AIM: To determine the short-term effect of vitamin D(3) supplementation on insulin sensitivity in apparently healthy, middle-aged, centrally obese men.

SUBJECTS AND METHODS: A double-blind randomized controlled trial was conducted at a tertiary care facility in which 100 male volunteers aged > or = 35 years received three doses of vitamin D(3) (120,000 IU each; supplemented group) fortnightly or placebo (control group). Hepatic fasting insulin sensitivity [homeostasis model assessment (HOMA), quantitative insulin-sensitivity check index, HOMA-2], postprandial insulin sensitivity [oral glucose insulin sensitivity (OGIS)], insulin secretion (HOMA%B, HOMA2-%B), lipid profile and blood pressure were measured at baseline and at 6 weeks' follow-up.

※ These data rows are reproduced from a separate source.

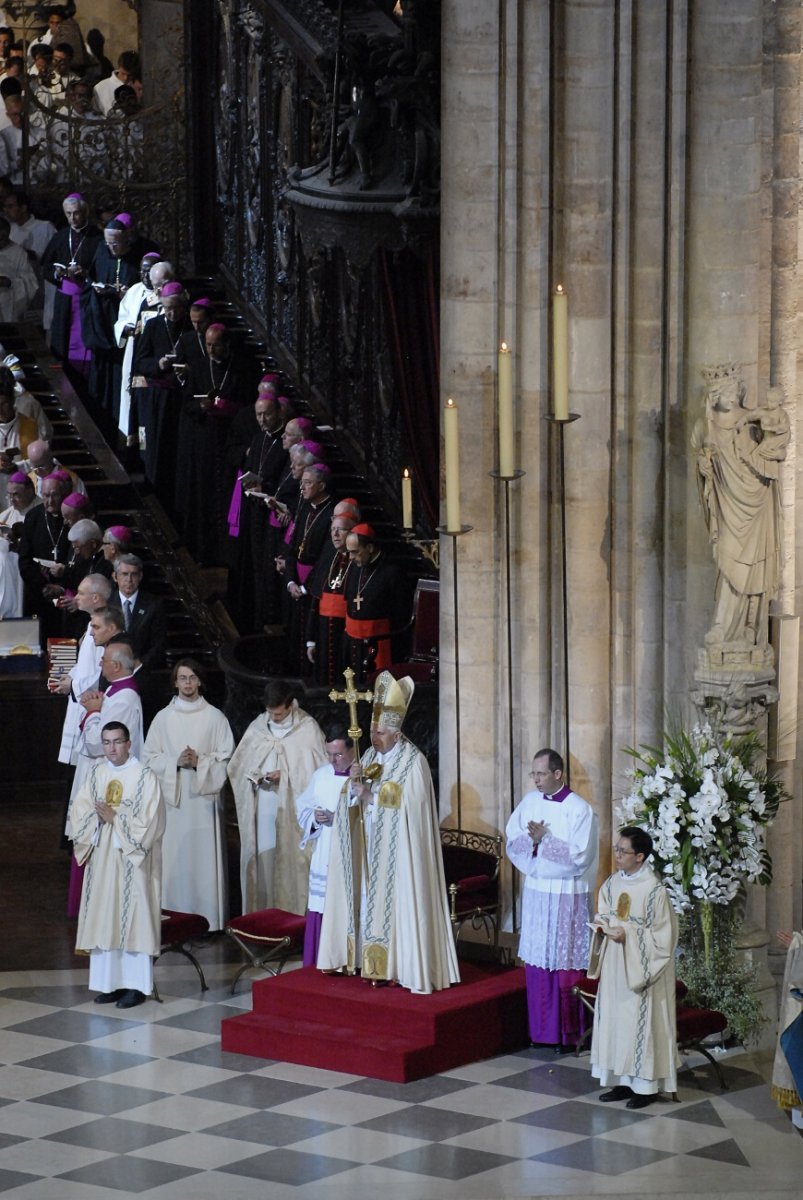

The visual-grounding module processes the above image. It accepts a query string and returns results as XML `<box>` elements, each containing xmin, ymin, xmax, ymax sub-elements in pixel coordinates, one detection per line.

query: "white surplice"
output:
<box><xmin>505</xmin><ymin>791</ymin><xmax>599</xmax><ymax>971</ymax></box>
<box><xmin>588</xmin><ymin>865</ymin><xmax>678</xmax><ymax>1096</ymax></box>
<box><xmin>59</xmin><ymin>629</ymin><xmax>103</xmax><ymax>767</ymax></box>
<box><xmin>295</xmin><ymin>762</ymin><xmax>349</xmax><ymax>912</ymax></box>
<box><xmin>228</xmin><ymin>701</ymin><xmax>326</xmax><ymax>914</ymax></box>
<box><xmin>142</xmin><ymin>696</ymin><xmax>234</xmax><ymax>930</ymax></box>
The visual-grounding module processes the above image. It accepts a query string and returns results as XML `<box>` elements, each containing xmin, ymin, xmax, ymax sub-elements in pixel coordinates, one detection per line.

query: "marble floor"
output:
<box><xmin>0</xmin><ymin>943</ymin><xmax>803</xmax><ymax>1200</ymax></box>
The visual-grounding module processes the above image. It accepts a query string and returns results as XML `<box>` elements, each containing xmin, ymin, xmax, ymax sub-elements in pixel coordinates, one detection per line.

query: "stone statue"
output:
<box><xmin>691</xmin><ymin>362</ymin><xmax>791</xmax><ymax>653</ymax></box>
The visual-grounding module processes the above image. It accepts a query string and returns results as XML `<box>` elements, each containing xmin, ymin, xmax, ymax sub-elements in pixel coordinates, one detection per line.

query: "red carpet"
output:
<box><xmin>221</xmin><ymin>962</ymin><xmax>529</xmax><ymax>1084</ymax></box>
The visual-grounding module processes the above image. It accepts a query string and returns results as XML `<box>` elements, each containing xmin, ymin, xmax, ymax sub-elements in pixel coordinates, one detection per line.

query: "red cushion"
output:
<box><xmin>226</xmin><ymin>908</ymin><xmax>306</xmax><ymax>944</ymax></box>
<box><xmin>162</xmin><ymin>908</ymin><xmax>209</xmax><ymax>946</ymax></box>
<box><xmin>454</xmin><ymin>875</ymin><xmax>495</xmax><ymax>893</ymax></box>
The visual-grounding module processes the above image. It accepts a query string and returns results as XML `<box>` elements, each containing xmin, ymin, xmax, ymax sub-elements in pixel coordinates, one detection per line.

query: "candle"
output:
<box><xmin>443</xmin><ymin>396</ymin><xmax>460</xmax><ymax>533</ymax></box>
<box><xmin>497</xmin><ymin>342</ymin><xmax>515</xmax><ymax>479</ymax></box>
<box><xmin>552</xmin><ymin>283</ymin><xmax>569</xmax><ymax>421</ymax></box>
<box><xmin>402</xmin><ymin>467</ymin><xmax>413</xmax><ymax>529</ymax></box>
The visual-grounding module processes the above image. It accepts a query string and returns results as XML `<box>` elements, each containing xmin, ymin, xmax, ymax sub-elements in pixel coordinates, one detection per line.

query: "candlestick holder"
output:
<box><xmin>544</xmin><ymin>413</ymin><xmax>580</xmax><ymax>787</ymax></box>
<box><xmin>489</xmin><ymin>469</ymin><xmax>527</xmax><ymax>934</ymax></box>
<box><xmin>437</xmin><ymin>526</ymin><xmax>474</xmax><ymax>829</ymax></box>
<box><xmin>402</xmin><ymin>529</ymin><xmax>441</xmax><ymax>571</ymax></box>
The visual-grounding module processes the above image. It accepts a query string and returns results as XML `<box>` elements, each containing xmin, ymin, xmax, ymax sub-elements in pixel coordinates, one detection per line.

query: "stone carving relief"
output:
<box><xmin>693</xmin><ymin>364</ymin><xmax>791</xmax><ymax>665</ymax></box>
<box><xmin>691</xmin><ymin>362</ymin><xmax>791</xmax><ymax>737</ymax></box>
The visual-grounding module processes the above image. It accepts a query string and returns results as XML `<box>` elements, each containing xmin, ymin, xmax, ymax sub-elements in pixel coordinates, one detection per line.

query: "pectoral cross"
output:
<box><xmin>329</xmin><ymin>667</ymin><xmax>373</xmax><ymax>744</ymax></box>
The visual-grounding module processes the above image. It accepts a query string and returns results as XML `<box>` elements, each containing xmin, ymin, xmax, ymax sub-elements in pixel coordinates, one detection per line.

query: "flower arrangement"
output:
<box><xmin>616</xmin><ymin>725</ymin><xmax>783</xmax><ymax>912</ymax></box>
<box><xmin>616</xmin><ymin>725</ymin><xmax>785</xmax><ymax>1043</ymax></box>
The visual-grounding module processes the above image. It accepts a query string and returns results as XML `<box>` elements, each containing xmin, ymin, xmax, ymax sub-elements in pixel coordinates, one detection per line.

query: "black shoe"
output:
<box><xmin>116</xmin><ymin>988</ymin><xmax>145</xmax><ymax>1008</ymax></box>
<box><xmin>600</xmin><ymin>1084</ymin><xmax>633</xmax><ymax>1104</ymax></box>
<box><xmin>95</xmin><ymin>988</ymin><xmax>126</xmax><ymax>1004</ymax></box>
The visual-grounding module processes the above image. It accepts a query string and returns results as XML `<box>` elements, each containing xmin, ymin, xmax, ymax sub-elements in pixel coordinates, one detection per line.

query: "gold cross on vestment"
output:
<box><xmin>329</xmin><ymin>667</ymin><xmax>373</xmax><ymax>743</ymax></box>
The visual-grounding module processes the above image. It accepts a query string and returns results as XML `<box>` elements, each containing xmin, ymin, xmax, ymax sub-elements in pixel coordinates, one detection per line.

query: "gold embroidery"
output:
<box><xmin>362</xmin><ymin>942</ymin><xmax>388</xmax><ymax>979</ymax></box>
<box><xmin>104</xmin><ymin>779</ymin><xmax>122</xmax><ymax>809</ymax></box>
<box><xmin>378</xmin><ymin>780</ymin><xmax>401</xmax><ymax>809</ymax></box>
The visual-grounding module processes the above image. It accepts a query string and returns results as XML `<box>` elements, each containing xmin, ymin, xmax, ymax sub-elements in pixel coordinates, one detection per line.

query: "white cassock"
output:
<box><xmin>0</xmin><ymin>241</ymin><xmax>38</xmax><ymax>322</ymax></box>
<box><xmin>59</xmin><ymin>629</ymin><xmax>103</xmax><ymax>767</ymax></box>
<box><xmin>0</xmin><ymin>500</ymin><xmax>41</xmax><ymax>618</ymax></box>
<box><xmin>142</xmin><ymin>696</ymin><xmax>234</xmax><ymax>930</ymax></box>
<box><xmin>65</xmin><ymin>676</ymin><xmax>142</xmax><ymax>838</ymax></box>
<box><xmin>228</xmin><ymin>701</ymin><xmax>326</xmax><ymax>913</ymax></box>
<box><xmin>295</xmin><ymin>762</ymin><xmax>349</xmax><ymax>912</ymax></box>
<box><xmin>72</xmin><ymin>756</ymin><xmax>164</xmax><ymax>995</ymax></box>
<box><xmin>588</xmin><ymin>864</ymin><xmax>679</xmax><ymax>1096</ymax></box>
<box><xmin>114</xmin><ymin>283</ymin><xmax>161</xmax><ymax>437</ymax></box>
<box><xmin>505</xmin><ymin>791</ymin><xmax>599</xmax><ymax>971</ymax></box>
<box><xmin>318</xmin><ymin>737</ymin><xmax>460</xmax><ymax>994</ymax></box>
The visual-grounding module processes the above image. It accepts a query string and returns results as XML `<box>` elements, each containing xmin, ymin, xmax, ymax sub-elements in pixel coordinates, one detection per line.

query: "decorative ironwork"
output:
<box><xmin>197</xmin><ymin>0</ymin><xmax>439</xmax><ymax>528</ymax></box>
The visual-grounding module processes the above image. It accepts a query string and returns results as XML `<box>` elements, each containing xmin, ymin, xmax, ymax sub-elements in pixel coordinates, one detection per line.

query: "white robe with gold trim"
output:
<box><xmin>72</xmin><ymin>757</ymin><xmax>164</xmax><ymax>955</ymax></box>
<box><xmin>142</xmin><ymin>696</ymin><xmax>234</xmax><ymax>930</ymax></box>
<box><xmin>318</xmin><ymin>737</ymin><xmax>460</xmax><ymax>994</ymax></box>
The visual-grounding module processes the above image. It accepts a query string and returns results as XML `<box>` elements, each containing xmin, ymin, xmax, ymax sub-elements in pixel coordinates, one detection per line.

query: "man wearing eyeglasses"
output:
<box><xmin>71</xmin><ymin>721</ymin><xmax>164</xmax><ymax>1008</ymax></box>
<box><xmin>507</xmin><ymin>748</ymin><xmax>599</xmax><ymax>1050</ymax></box>
<box><xmin>588</xmin><ymin>826</ymin><xmax>678</xmax><ymax>1109</ymax></box>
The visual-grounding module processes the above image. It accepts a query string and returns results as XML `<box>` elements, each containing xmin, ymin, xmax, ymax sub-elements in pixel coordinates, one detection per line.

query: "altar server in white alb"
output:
<box><xmin>143</xmin><ymin>659</ymin><xmax>234</xmax><ymax>930</ymax></box>
<box><xmin>295</xmin><ymin>724</ymin><xmax>356</xmax><ymax>967</ymax></box>
<box><xmin>228</xmin><ymin>679</ymin><xmax>326</xmax><ymax>913</ymax></box>
<box><xmin>507</xmin><ymin>748</ymin><xmax>599</xmax><ymax>1046</ymax></box>
<box><xmin>318</xmin><ymin>671</ymin><xmax>460</xmax><ymax>992</ymax></box>
<box><xmin>588</xmin><ymin>826</ymin><xmax>678</xmax><ymax>1109</ymax></box>
<box><xmin>71</xmin><ymin>721</ymin><xmax>164</xmax><ymax>1008</ymax></box>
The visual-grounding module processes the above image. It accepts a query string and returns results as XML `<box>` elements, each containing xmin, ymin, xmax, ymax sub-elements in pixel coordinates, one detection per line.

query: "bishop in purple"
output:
<box><xmin>507</xmin><ymin>749</ymin><xmax>599</xmax><ymax>1046</ymax></box>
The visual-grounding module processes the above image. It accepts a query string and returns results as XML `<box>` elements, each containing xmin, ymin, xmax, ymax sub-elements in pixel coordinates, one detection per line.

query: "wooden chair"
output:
<box><xmin>571</xmin><ymin>978</ymin><xmax>727</xmax><ymax>1100</ymax></box>
<box><xmin>441</xmin><ymin>829</ymin><xmax>502</xmax><ymax>949</ymax></box>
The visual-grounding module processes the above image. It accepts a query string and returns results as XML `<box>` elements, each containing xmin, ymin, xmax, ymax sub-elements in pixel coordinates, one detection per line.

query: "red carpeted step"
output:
<box><xmin>221</xmin><ymin>962</ymin><xmax>529</xmax><ymax>1082</ymax></box>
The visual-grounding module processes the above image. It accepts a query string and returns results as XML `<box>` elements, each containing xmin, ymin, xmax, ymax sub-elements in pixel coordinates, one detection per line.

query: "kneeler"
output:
<box><xmin>571</xmin><ymin>978</ymin><xmax>727</xmax><ymax>1100</ymax></box>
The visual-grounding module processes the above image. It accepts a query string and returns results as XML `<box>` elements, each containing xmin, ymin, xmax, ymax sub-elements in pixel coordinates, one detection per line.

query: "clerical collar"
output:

RESULTS: Seventy-one of the recruited subjects completed the study (35 in supplemented group, 36 in control group). There was an increase in OGIS with supplementation by per protocol analysis (P = 0.038; intention-to-treat analysis P = 0.055). The age- and baseline 25-hydroxyvitamin D level-adjusted difference in change in OGIS was highly significant (mean difference 41.1 +/- 15.5; P = 0.01). No changes in secondary outcome measures (insulin secretion, basal indices of insulin sensitivity, blood pressure or lipid profile) were found with supplementation.

CONCLUSION: The trial indicates that vitamin D(3) supplementation improves postprandial insulin sensitivity (OGIS) in apparently healthy men likely to have insulin resistance (centrally obese but non-diabetic).